The celebration begins on February 2nd with the Virgin Mary Candlemas, the release of white doves in front of the Church of St Blaise and the raising of St Blaise's flag on Orlando's column (Orlando’s Column, also known as Roland’s Column, is a statue in the old town which commemorates the knight and hero of the famous medieval poem The Song of Roland (La Chanson de Roland), who died in the service of the emperor Charlemagne at the Battle of Roncevaux in 778.) The raising of the flag, which is a white standard embroidered with an image of Saint Blaise as a bishop – is accompanied by the ringing of the church bells, the discharging of historic firearms, and the release of white doves as previously mentioned, the release of white doves. Joyous shouts of “Long live Saint Blaise!” follow from the crowds.
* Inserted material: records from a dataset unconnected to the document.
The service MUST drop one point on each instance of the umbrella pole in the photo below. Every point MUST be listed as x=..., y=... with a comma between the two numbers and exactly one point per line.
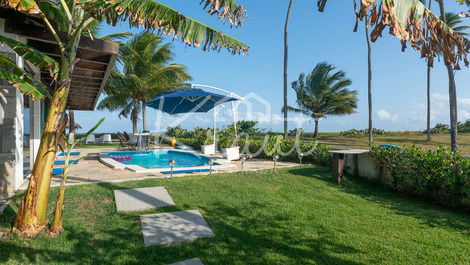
x=234, y=118
x=214, y=127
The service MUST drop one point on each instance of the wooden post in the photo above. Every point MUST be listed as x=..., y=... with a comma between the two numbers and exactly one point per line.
x=338, y=167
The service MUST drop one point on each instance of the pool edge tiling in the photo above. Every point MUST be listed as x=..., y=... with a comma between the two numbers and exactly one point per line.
x=107, y=160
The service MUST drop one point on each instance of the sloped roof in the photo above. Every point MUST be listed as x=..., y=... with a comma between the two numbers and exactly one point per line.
x=96, y=58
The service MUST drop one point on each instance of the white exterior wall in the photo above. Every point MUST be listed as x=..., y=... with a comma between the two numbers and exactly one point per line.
x=11, y=127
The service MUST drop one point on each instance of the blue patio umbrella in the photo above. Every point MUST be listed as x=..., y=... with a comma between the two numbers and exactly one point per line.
x=186, y=101
x=189, y=101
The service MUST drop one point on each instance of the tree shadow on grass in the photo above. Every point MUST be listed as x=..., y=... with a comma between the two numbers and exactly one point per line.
x=252, y=234
x=427, y=212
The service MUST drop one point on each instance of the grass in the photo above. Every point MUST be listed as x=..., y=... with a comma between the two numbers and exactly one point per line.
x=291, y=216
x=398, y=138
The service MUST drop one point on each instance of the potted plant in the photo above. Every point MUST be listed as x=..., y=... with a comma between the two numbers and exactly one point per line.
x=207, y=144
x=228, y=145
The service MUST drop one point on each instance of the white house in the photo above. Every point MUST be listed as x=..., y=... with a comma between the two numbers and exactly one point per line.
x=22, y=119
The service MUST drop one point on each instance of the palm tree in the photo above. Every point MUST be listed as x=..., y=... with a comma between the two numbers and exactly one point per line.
x=323, y=93
x=403, y=22
x=450, y=72
x=454, y=21
x=146, y=71
x=369, y=79
x=286, y=58
x=73, y=18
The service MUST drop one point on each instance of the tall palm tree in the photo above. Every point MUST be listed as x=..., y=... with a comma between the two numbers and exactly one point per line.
x=454, y=21
x=428, y=89
x=286, y=59
x=323, y=93
x=146, y=71
x=452, y=85
x=73, y=18
x=369, y=80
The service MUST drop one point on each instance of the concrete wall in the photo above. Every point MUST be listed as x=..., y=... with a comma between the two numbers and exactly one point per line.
x=363, y=166
x=11, y=129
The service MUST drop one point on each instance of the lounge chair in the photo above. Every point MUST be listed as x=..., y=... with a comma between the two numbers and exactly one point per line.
x=90, y=139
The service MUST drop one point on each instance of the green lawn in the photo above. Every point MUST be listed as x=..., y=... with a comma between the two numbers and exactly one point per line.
x=291, y=216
In the evening, Vespers to honour Saint Blaise are sung in the cathedral.

(The magazine launch yesterday with Dubrovnik Tourist Board director Romana Vlasic - a full TCN picture special from the feast of St. Blaise in this historic 1700 years, will follow)
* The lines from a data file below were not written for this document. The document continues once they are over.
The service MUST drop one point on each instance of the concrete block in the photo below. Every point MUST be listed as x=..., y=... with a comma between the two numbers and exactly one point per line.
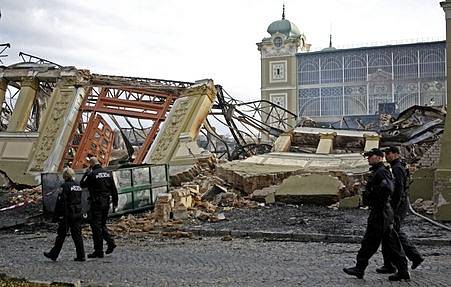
x=321, y=189
x=326, y=143
x=350, y=202
x=283, y=143
x=422, y=184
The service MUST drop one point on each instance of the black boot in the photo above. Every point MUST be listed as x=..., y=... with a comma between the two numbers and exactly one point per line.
x=386, y=270
x=354, y=271
x=95, y=255
x=416, y=263
x=399, y=276
x=50, y=256
x=110, y=248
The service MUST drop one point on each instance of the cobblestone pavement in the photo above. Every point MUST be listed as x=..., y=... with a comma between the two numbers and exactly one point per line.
x=149, y=261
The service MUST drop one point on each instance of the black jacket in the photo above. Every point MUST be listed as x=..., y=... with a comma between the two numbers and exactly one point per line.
x=68, y=203
x=399, y=197
x=377, y=194
x=100, y=184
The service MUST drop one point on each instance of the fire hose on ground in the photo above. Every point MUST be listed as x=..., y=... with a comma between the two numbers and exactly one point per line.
x=426, y=218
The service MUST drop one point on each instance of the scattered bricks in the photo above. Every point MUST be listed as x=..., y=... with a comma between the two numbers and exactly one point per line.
x=147, y=227
x=180, y=212
x=182, y=196
x=163, y=207
x=201, y=215
x=213, y=192
x=177, y=234
x=226, y=199
x=193, y=188
x=227, y=238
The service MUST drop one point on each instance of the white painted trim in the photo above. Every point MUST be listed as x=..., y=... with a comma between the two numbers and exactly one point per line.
x=285, y=95
x=278, y=88
x=285, y=64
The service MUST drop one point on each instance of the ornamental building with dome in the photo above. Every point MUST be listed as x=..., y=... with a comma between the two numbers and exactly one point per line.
x=329, y=84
On the feast day (February 3rd), festivities resume early in the morning, with the ringing of church bells, the clamor of brass bands, and more volleys from the city’s historic musketeers, called the Trombunjeri. At around mid-morning, a public mass is held outside Dubrovnik Cathedral (the Cathedral of the Assumption), at its conclusion, a grand procession of celebrants – including Trombunjeri, banner bearers, priests, nuns, musicians, First Communicants, pilgrims, residents in national costumes, and specially appointed Festanjuls (celebrators) – makes its way from the cathedral down the Stradun and through the heart of the old city. The procession is definitely one of the most vibrant, striking elements of the festival. One of the highlights of the parade includes the procession and display of Dubrovnik’s most prized relics, including the head, right hand, foot, and throat of Saint Blaise, they are housed in reliquaries of gold and silver, and have been described as the greatest cultural and artistic treasure of Dubrovnik Cathedral. When the long parade arrives at the church, the banners are swirled and lowered in an intricate display of historic, local technique. Priests spend this day blessing the believers who gather there using two intertwined candles around the throat which is believed to prevent throat problems and related diseases. As the light dims and the darkness of dusk begins to fall, the stained glass windows of St Blaise church blaze with light.

Naturally, as with every Croatian festival, there is also a considerably large lunch involved. The traditional dish is macaroni with meat sauce, followed by hrostule doughnuts.

The festival of the patron saint and protector of Dubrovnik, represents an exceptional example of intangible cultural heritage, which in a continuous historic sequence from the 10th century to our time, has kept all of its traditional features and expression, channelling local culture into diverse manifestations and spiritual dimensions. This unique celebration of eternal gratitude and worship of Saint Blaise has shaped the entire cultural face of the City of Dubrovnik as the world knows it today.

In 2009, St Blaise Feast Day in Dubrovnik was inscribed on UNESCO's List of Intangible Heritage, and rightly so.